As soon as the shuttering of Google Reader was announced, I went on the hunt for alternatives. I've researched various options, both self-hosted and cloud-based. I've tested them all in parallel for over a week, and have come to a tentative conclusion.
Your time is precious, here's my decision so far: My absolute favorite is selfoss. It's fast, minimal, and looks beautiful in both desktop and mobile formats. It happened to be very easy to install, and had no trouble taking in my OPML file, and it already had the right keyboard navigation keys configured. It mostly worked correctly right out of the box.
There were two settings I changed in the config.ini file:
That sets up the behavior I prefer. I want the site to always start with a list of unread content, and as I navigate around, I like the articles to be automatically marked as read.
Did it say it was minimal? Oh, it is. Gloriously so. And a bit too much. It makes for a very consistent reading experience because it strips away the effect of almost all HTML elements. No embedded videos, many pictures are not displayed, all text is displayed at one size and one weight.
That won't do for me. I want to see a little CSS beautification in my reader. Whitespace between paragraphs and seeing all the video and images is important to me. I need to know when the images are there. So I made some minor changes to the codebase.
- Removed elements like strong, b, em, i and p, from the strip-all-style part of public/all.css.
- I used this technique to remove elements from simplepie's strip_html list. I allowed iframe, object, param and embed in spouts/rss/feed.php for embedded videos.
- I turned off safe and whitelisted the embedded video tags in the htmLawed object in helpers/ContentLoader.php.
- Finally, I made this change from ref= to src= in helpers/ViewHelper.php.
Having made the changes above, now the feeds in my selfoss reader retain some rudimentary style and properly display video and images.
Now that's much better. This is a selfoss installation that I can live with.

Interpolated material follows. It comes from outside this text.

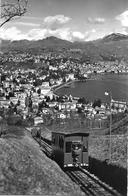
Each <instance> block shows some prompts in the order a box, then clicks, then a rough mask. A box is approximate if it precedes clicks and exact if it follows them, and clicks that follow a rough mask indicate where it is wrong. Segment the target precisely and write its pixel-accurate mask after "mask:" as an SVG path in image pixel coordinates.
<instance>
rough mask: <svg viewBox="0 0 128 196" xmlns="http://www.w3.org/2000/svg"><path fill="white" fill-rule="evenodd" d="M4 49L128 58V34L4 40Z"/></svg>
mask: <svg viewBox="0 0 128 196" xmlns="http://www.w3.org/2000/svg"><path fill="white" fill-rule="evenodd" d="M1 49H2V51H15V50H16V51H19V52H24V51H27V52H31V53H38V52H43V51H44V50H45V51H61V50H63V49H64V51H67V54H68V56H70V55H71V56H72V57H73V58H75V57H76V58H77V57H78V58H79V57H80V58H81V59H82V60H83V61H84V60H87V59H92V60H93V61H99V60H106V61H107V60H108V61H109V60H110V61H112V60H115V59H121V58H124V59H127V60H128V35H123V34H120V33H112V34H110V35H107V36H105V37H104V38H102V39H98V40H94V41H89V42H86V41H84V42H78V41H77V42H73V43H72V42H70V41H66V40H62V39H59V38H57V37H54V36H51V37H47V38H45V39H42V40H37V41H28V40H20V41H12V42H11V41H6V40H3V41H2V48H1Z"/></svg>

As for the runner-ups? I liked Tiny Tiny RSS a lot. But it was slower loading and responding. And the visual presentation for desktop mode wasn't as nice. There's too much clutter. Its mobile version is not supported, but ttrss-mobile is awesome. Install it into /mobile for the easiest experience. Finally, remap they keys j and k to next_article_noscroll and prev_article_noscroll with a plugin.
If I were forced to go with a 3rd party cloud-based product, I'd probably choose Feedly. It's relatively fast and minimal. After that, it's a toss-up between NetVibes and The Old Reader. I didn't pay NewsBlur to see how they'd perform with a moderately large OPML. I'm looking forward to seeing what Digg comes up with.
And as for local desktop clients? They're not in the running. I need my feedreader to be current on any screen I happen to login to.
Finally, some suggest using Twitter as Google Reader's replacement. I enjoy "dipping into the stream" as it were in Twitter, Facebook and Reddit. But I need a tool that'll save articles from my favorite friends and content creators too.
I hope you may find this helpful. If nothing else, it'll serve to pinpoint the state of the art in early 2013 for keeping track of content online.